3. Legal bases for processing

• Contract (UK GDPR Article 6(1)(b)): to take and fulfil your order, deliver your books, and handle returns.
• Legal obligation (Article 6(1)(c)): to keep tax and accounting records as required by HMRC.
• Consent (Article 6(1)(a)): for non-essential cookies (analytics, marketing) and for any marketing emails. You can withdraw consent at any time.
• Legitimate interests (Article 6(1)(f)): for security, fraud prevention, and aggregated internal reporting.
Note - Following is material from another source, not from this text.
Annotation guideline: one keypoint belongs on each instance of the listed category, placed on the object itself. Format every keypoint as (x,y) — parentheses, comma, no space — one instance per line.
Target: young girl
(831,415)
Our legitimate interests are balanced against your rights and freedoms.

4. How we use your data

• Process orders, take payment, ship goods and handle returns.
• Communicate with you about your order (dispatch confirmation, tracking, refunds).
• Maintain your account and wishlist (if you have created one).
• Comply with tax, accounting, and consumer-protection law.
• Improve the site and detect fraud or abuse.
• Send marketing emails, only if you have explicitly opted in.
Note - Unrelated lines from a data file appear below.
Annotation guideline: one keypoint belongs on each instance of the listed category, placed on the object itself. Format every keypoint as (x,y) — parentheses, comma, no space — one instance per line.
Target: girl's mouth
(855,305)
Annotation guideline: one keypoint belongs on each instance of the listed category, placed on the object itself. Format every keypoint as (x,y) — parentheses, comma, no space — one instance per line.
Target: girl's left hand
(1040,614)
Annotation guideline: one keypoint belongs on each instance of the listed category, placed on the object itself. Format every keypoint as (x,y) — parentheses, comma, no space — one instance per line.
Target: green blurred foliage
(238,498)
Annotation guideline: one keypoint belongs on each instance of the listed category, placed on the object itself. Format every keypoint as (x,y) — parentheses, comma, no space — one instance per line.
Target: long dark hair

5. Recipients and sub-processors

We share personal data only with the following service providers, each acting as a processor under contract:

• Stripe Payments UK Limited (United Kingdom; Stripe, Inc. in the United States): payment processing.
• Royal Mail Group Limited (United Kingdom): shipping and tracking.
• Supabase Inc. (data hosted in EU, eu-west region): database, authentication and file storage.
• Netlify, Inc. (United States): website hosting and CDN.
• Google LLC / Google Ireland Limited (Ireland and United States): Google Analytics 4 and Google Customer Reviews, only if you have consented to analytics cookies.

We do not sell your personal data and we do not share it for third-party advertising.
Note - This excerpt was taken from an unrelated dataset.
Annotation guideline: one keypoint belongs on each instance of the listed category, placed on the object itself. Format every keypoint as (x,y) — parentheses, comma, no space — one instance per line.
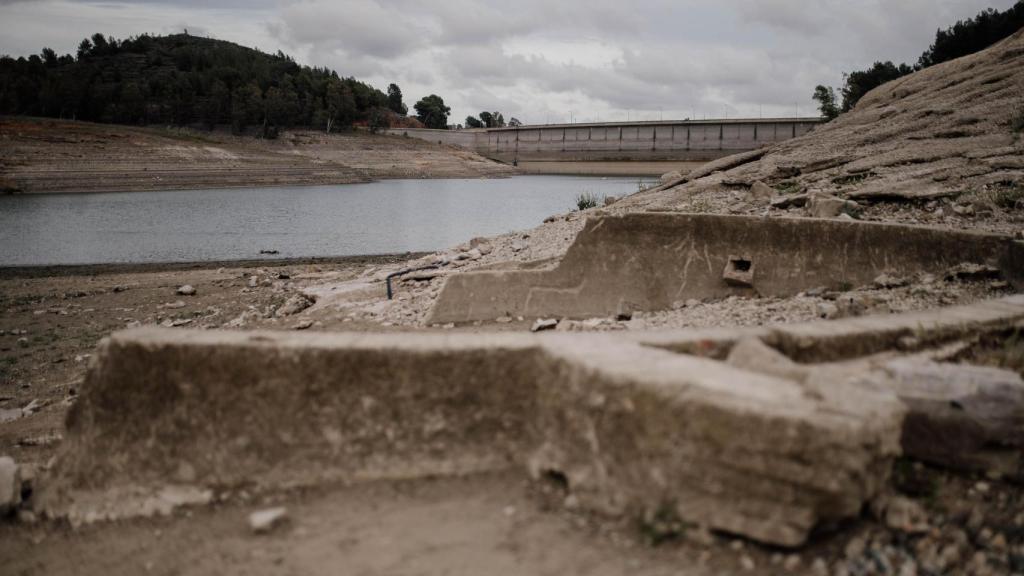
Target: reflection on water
(380,217)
6. International transfers

Some of our processors are based outside the UK. Where personal data is transferred outside the UK or EEA we rely on the UK's International Data Transfer Agreement (IDTA), the UK Addendum to the EU Standard Contractual Clauses, or an applicable adequacy decision. Copies of the safeguards are available on request.

7. Retention

• Order, invoice and tax records: 6 years from the end of the financial year, as required by HMRC.
• Account data: until you delete your account, then up to 30 days in backups.
• Marketing consent: until you withdraw it; suppression list kept indefinitely to honour opt-outs.
• Analytics data (Google Analytics 4): default retention of 14 months for event-level data; aggregate reports may be kept longer.
• Support email: up to 3 years from last contact.

8. Your rights

Under UK GDPR you have the right to:

• access a copy of the personal data we hold about you;
• have inaccurate data rectified;
• have your data erased (“right to be forgotten”), subject to legal retention obligations;
• restrict or object to processing, including direct marketing;
• data portability for data you provided to us under contract or consent;
• withdraw consent at any time, including for cookies and marketing emails.

To exercise any of these rights, email us at info@charlesmackaybooks.com. We will respond within one month.

9. Cookies

We use cookies and similar technologies as described in our Cookie Policy. No analytics or marketing cookies are set until you have given consent through the banner shown on first visit. You can change your choice at any time using the “Cookie preferences” link in the footer.

10. Security

We use HTTPS across the entire site, encrypt data in transit, hash account passwords, restrict database access to authenticated services, and enforce row-level security on customer data. Stripe is PCI-DSS certified and handles all card data in their environment.

11. Children

Our site is not directed at children under 13 and we do not knowingly collect their data. If you believe a child has provided personal data, contact us and we will delete it.

12. Complaints

If you are unhappy with how we have handled your personal data you may complain to the UK Information Commissioner's Office at ico.org.uk/make-a-complaint, by phone on 0303 123 1113, or by post to: Information Commissioner's Office, Wycliffe House, Water Lane, Wilmslow, Cheshire, SK9 5AF.

13. Changes to this policy

We may update this policy from time to time. The latest version will always be at this URL with the “Last updated” date at the top.